Durant has played more minutes than anyone else this season – 2980, averaging 38.7 per game. That’s second best in the NBA, sitting behind Luol Deng with 39.2, but no one is expecting the Chicago Bulls to win the title this season, and Deng has missed a few games due to injury, ranked 14th in the league when it comes to total minutes.
While reaching 3000 minutes in a 82 game season means a player need to be on the court an average of 36.58 minutes a game, if he doesn’t miss them. Some teams have the luxury of resting their star players, either by sitting them out completely during the final stretch of the season, like the Heat might do with LeBron James, who needs 217 minutes in the remaining six games to reach that dreaded 3000 number, which is highly unlikely.

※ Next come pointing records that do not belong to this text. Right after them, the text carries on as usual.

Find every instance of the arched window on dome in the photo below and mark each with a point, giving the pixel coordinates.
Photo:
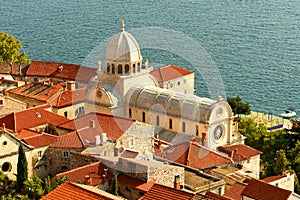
(113, 69)
(120, 70)
(126, 69)
(108, 68)
(133, 68)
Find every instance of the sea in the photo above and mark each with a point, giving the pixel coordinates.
(249, 48)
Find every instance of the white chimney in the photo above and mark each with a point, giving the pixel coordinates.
(92, 124)
(104, 137)
(97, 139)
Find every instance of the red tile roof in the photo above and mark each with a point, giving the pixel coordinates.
(169, 72)
(129, 154)
(113, 126)
(192, 154)
(216, 196)
(94, 171)
(235, 192)
(262, 191)
(40, 140)
(160, 192)
(68, 97)
(272, 178)
(24, 133)
(31, 118)
(239, 152)
(68, 71)
(70, 140)
(72, 191)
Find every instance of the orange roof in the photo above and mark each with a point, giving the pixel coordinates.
(75, 191)
(40, 140)
(70, 140)
(161, 192)
(169, 72)
(262, 191)
(60, 70)
(239, 152)
(32, 117)
(235, 192)
(113, 126)
(272, 178)
(24, 133)
(94, 171)
(192, 154)
(68, 97)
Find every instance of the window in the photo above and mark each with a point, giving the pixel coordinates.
(39, 154)
(6, 167)
(183, 127)
(130, 113)
(66, 154)
(131, 142)
(143, 117)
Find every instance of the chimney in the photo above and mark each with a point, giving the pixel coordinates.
(71, 85)
(104, 137)
(12, 68)
(97, 140)
(177, 182)
(116, 152)
(92, 124)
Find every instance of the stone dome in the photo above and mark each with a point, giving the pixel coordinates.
(123, 48)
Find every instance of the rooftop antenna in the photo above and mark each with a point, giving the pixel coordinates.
(123, 25)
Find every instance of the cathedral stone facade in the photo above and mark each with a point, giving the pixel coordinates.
(125, 87)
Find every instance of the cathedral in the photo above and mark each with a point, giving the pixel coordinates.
(125, 87)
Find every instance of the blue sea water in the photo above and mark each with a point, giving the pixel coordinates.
(255, 45)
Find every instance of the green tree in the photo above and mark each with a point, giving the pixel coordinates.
(10, 50)
(114, 185)
(237, 106)
(34, 187)
(22, 168)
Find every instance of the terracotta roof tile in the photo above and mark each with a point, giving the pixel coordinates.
(272, 178)
(239, 152)
(68, 71)
(169, 72)
(160, 192)
(24, 133)
(40, 140)
(74, 191)
(192, 154)
(94, 171)
(262, 191)
(70, 140)
(235, 192)
(113, 126)
(32, 117)
(216, 196)
(129, 154)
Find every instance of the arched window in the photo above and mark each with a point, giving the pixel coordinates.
(108, 68)
(126, 69)
(113, 69)
(120, 70)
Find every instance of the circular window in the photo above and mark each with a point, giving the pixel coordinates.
(6, 167)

Why 3000? Well, according to Henry Abbott , it’s been nine seasons since an NBA player logged over 3000 minutes during the regular season and managed to win the NBA title that year. The player? Ben Wallace with the Detroit Pistons in 2004, playing 3050 minutes (averaging 37.7). Since then, quite a few players passed that 3000 minutes mark only to fail. In the 2004-2005 season LeBron James led the NBA with 3388 minutes. He has played over 3000 minutes 7 times during his 10-year career. Last season, a shortened season, in which he averaged 37.5 minutes a night, the fewest of his career, he finally won the title.
It’s been done 96 times by 51 players since 2004, none of them finishing with the ring in the end, including James, Kobe Bryant, Dwight Howard, Dirk Nowitzki, Dwyane Wade, Derrick Rose and Chris Paul. The theory that playing an NBA minute means more than it used to might have some merit after all. Good defenses these days are all about loading the strong-side box, which means a hell of a lot of scrambling. That style of defense has been growing in popularity and has evidently also been limiting the number of big scorers.

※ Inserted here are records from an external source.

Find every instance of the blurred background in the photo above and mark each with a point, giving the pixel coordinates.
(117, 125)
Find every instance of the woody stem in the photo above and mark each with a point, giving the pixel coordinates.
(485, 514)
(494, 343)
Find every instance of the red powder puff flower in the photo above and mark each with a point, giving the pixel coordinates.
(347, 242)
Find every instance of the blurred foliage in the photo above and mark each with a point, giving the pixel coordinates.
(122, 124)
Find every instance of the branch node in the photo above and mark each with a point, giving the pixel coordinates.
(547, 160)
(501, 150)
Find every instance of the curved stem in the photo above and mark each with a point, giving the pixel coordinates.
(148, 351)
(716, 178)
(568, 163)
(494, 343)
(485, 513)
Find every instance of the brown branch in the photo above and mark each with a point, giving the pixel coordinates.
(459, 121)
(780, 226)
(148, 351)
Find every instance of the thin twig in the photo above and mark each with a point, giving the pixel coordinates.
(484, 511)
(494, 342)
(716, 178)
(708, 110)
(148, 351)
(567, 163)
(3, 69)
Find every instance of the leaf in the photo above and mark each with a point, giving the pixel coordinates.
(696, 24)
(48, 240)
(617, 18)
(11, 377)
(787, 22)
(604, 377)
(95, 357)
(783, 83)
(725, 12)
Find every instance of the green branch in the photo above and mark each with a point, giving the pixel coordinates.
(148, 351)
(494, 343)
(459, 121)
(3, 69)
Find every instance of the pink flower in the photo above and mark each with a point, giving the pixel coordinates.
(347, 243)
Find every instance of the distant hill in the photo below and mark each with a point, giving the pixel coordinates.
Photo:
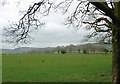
(22, 50)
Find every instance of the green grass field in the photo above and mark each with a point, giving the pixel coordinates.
(57, 68)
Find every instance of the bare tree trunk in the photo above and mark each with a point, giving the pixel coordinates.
(116, 45)
(116, 55)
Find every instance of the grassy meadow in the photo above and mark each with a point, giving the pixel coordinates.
(57, 68)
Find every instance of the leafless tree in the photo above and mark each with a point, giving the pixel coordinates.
(101, 17)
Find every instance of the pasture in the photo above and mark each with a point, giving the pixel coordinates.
(57, 68)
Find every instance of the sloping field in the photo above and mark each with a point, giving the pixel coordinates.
(57, 68)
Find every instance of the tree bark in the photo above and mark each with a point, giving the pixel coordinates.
(116, 45)
(116, 54)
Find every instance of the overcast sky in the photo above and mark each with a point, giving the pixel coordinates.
(54, 33)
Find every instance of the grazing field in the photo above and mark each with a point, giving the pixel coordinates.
(57, 68)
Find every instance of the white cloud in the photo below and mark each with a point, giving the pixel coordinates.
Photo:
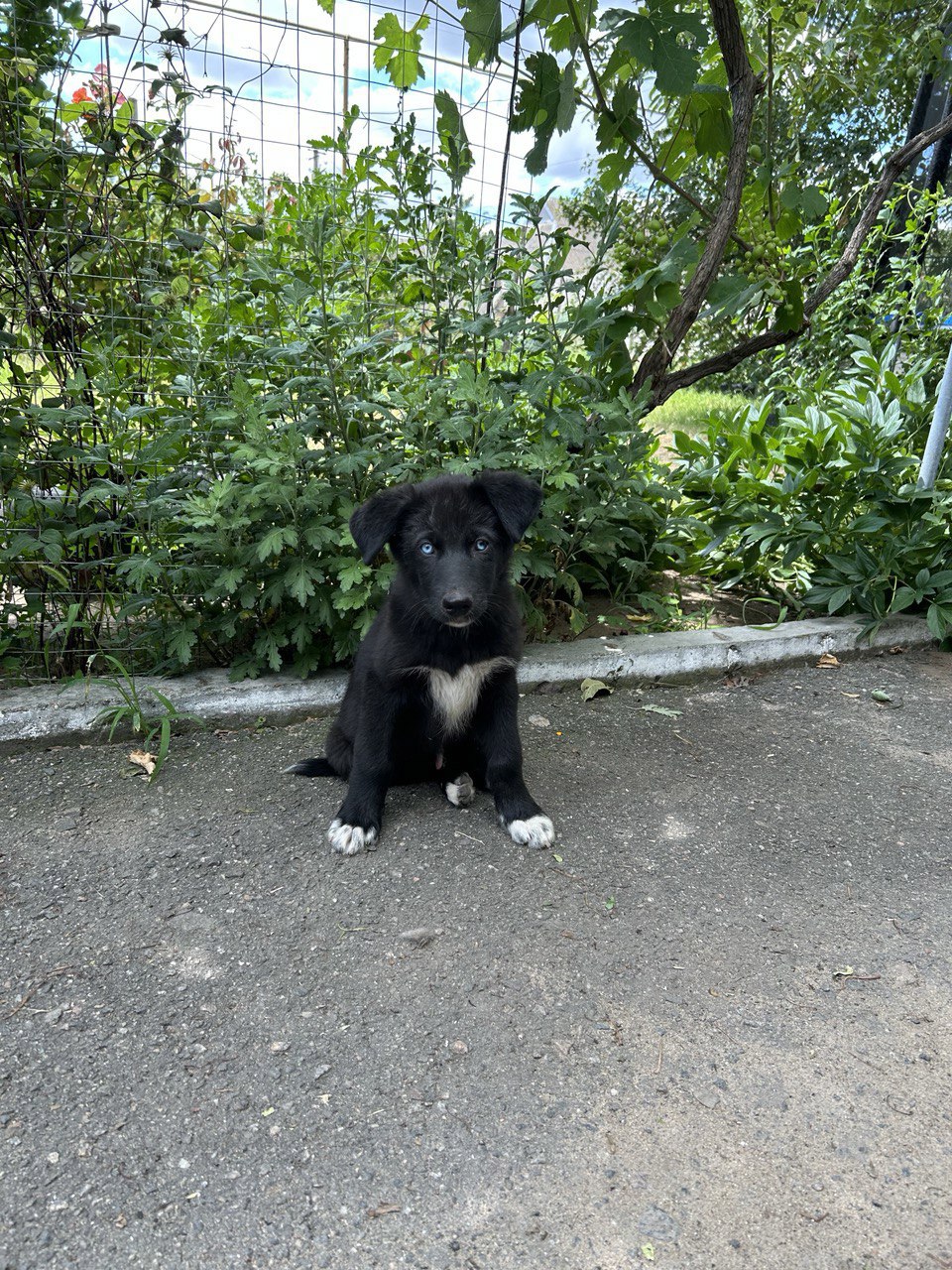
(284, 64)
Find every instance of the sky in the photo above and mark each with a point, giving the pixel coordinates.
(282, 63)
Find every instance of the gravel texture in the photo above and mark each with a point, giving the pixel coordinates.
(708, 1029)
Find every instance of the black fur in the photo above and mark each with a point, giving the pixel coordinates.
(448, 608)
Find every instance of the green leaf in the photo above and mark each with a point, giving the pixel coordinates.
(537, 107)
(398, 53)
(189, 240)
(275, 541)
(452, 136)
(675, 66)
(789, 314)
(299, 578)
(483, 24)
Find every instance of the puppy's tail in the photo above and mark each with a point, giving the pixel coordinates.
(309, 767)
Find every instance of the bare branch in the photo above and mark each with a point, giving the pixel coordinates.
(744, 87)
(639, 151)
(898, 160)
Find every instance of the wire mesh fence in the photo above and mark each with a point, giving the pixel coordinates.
(218, 221)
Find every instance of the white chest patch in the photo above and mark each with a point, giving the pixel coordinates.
(454, 697)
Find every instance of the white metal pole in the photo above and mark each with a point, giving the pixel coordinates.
(938, 430)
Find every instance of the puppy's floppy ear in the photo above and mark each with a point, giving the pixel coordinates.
(516, 499)
(376, 521)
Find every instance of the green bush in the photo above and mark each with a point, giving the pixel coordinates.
(815, 498)
(223, 372)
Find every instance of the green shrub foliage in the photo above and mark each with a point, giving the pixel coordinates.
(812, 494)
(200, 379)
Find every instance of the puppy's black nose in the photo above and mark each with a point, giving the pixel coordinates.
(456, 603)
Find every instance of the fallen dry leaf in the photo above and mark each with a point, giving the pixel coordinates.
(382, 1209)
(144, 760)
(594, 689)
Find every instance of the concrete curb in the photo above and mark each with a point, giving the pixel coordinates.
(55, 715)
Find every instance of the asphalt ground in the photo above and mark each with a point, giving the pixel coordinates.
(708, 1029)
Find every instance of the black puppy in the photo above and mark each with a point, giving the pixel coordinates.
(433, 689)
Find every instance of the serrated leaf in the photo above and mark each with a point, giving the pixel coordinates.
(452, 136)
(483, 26)
(398, 53)
(193, 241)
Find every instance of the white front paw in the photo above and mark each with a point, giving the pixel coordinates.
(347, 839)
(537, 832)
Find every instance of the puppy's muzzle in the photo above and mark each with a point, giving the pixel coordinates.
(457, 607)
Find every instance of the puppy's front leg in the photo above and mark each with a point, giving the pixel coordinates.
(497, 730)
(358, 822)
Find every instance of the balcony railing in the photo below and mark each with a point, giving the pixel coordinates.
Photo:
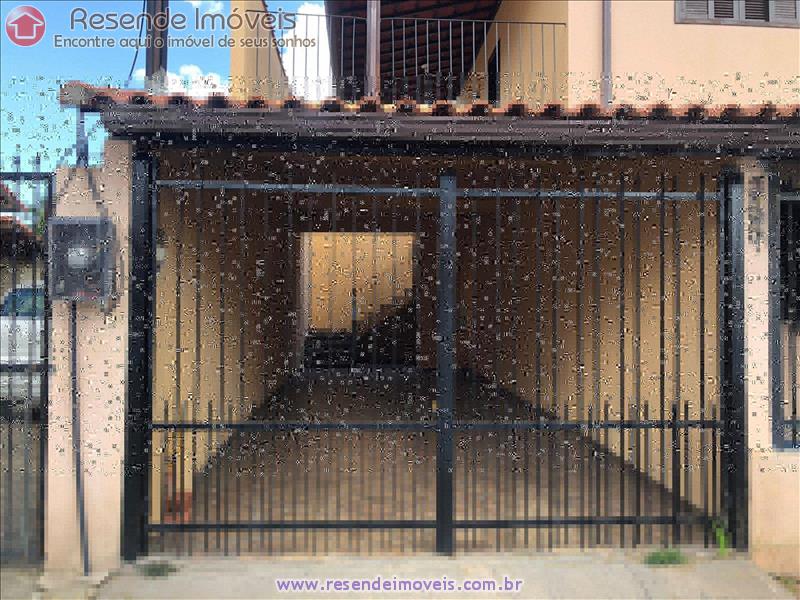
(424, 60)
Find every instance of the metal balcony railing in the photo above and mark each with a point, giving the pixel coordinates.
(425, 59)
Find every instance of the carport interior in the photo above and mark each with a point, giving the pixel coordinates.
(301, 363)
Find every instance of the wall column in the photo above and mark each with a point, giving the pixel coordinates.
(773, 473)
(102, 340)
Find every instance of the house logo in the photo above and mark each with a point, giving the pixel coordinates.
(25, 25)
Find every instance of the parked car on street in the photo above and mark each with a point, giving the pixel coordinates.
(21, 337)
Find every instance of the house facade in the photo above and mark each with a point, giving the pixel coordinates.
(495, 278)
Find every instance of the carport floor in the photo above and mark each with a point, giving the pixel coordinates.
(340, 475)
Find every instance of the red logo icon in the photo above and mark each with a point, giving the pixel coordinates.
(25, 25)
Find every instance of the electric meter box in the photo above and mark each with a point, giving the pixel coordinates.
(81, 259)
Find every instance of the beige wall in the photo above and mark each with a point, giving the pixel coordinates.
(255, 71)
(102, 367)
(773, 474)
(533, 44)
(654, 59)
(378, 265)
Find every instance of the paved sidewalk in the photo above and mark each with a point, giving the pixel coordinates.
(612, 574)
(595, 574)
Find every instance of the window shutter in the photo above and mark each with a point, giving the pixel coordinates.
(695, 9)
(723, 9)
(756, 10)
(784, 10)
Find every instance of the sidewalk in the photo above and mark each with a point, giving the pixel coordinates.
(595, 574)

Coaches are adjusting, just like in baseball with pitch-counts being more and more strict than ever before. A decade ago, nine players averages 40 minutes or more per game. Only Monta Ellis has passed that mark in the last three years of NBA play. The Heat don’t have anyone who’ll reach 3000 minutes, the Thunder are going to end up with one and another coming very close. The San Antonio Spurs, another team many see as a major contender for the NBA title, don’t have a single player with over 2085 minutes played this season at the moment.